3

I have a weighted graph with ~340k vertices and ~772k edges. I build an edge and vertices RDD from a file on HDFS.

val verticesRDD : RDD[(VertexId, Long)]

val edgesRDD : RDD[Edge[Double]]

From these RDDs I create a graph using the .apply method.

val my_graph: Graph[(Long),Double] = Graph.apply(verticesRDD, edgesRDD)

I then compute a shortest path algorithm for a range of inputs. This works well on a single node implementation. However, when I run in cluster mode with multiple nodes, I am not seeing a speed up or hardware utilisation.

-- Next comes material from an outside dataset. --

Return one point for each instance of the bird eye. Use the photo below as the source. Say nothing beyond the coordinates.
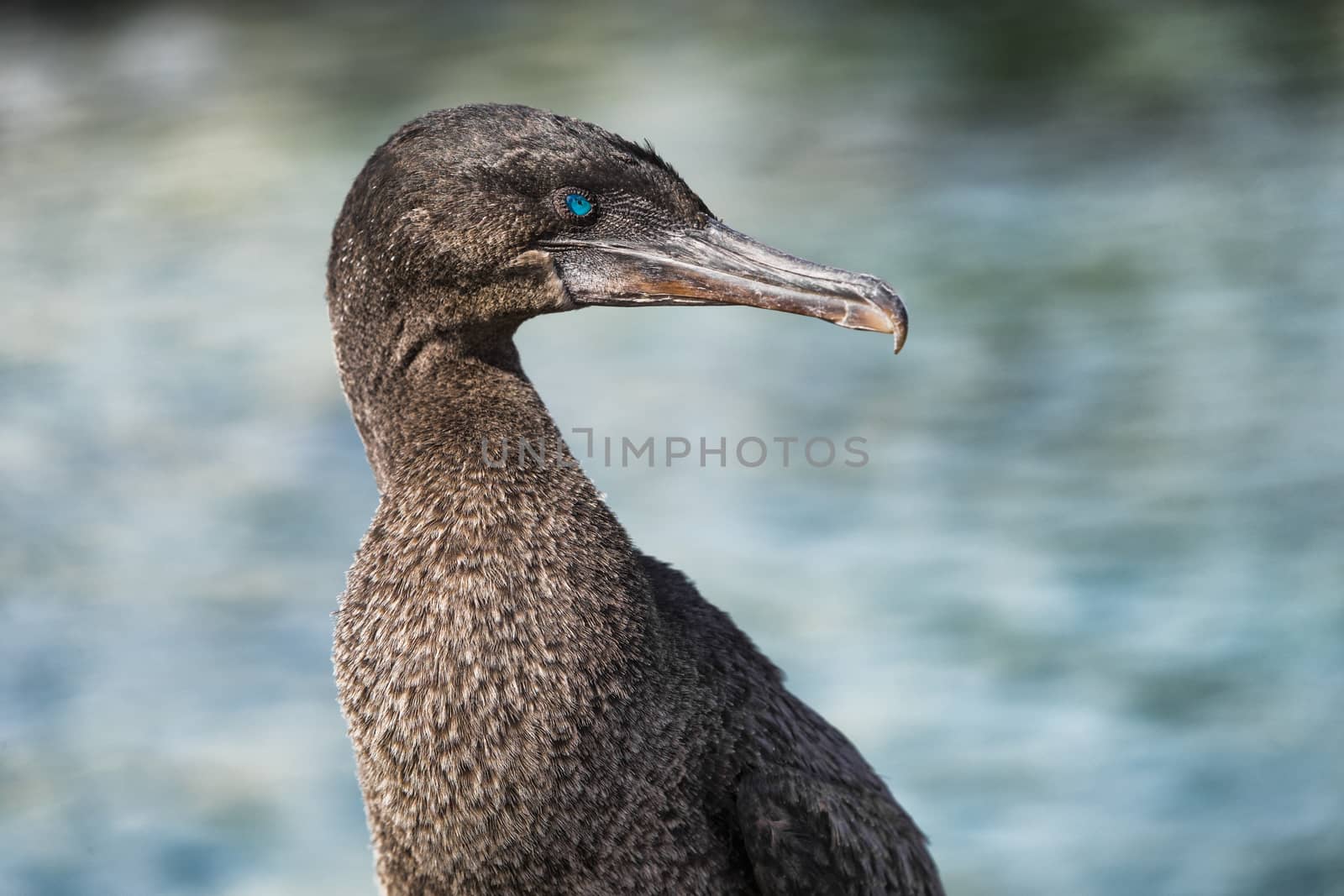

Reading the documentation, I see that "GraphX provides several ways of building a graph from a collection of vertices and edges in an RDD or on disk. None of the graph builders repartitions the graph’s edges by default; instead, edges are left in their default partitions (such as their original blocks in HDFS)."

Thus, it makes sense that I am not seeing a speed up as the edges are left in their original default partition, on HDFS.

I then tried the partitionBy(PartitionStrategy.RandomVertexCut) method but this obviously does not help with repartitioning edges.

I found there is a minEdgePartitions argument for constructing a graph using the fromEdgeTuples method.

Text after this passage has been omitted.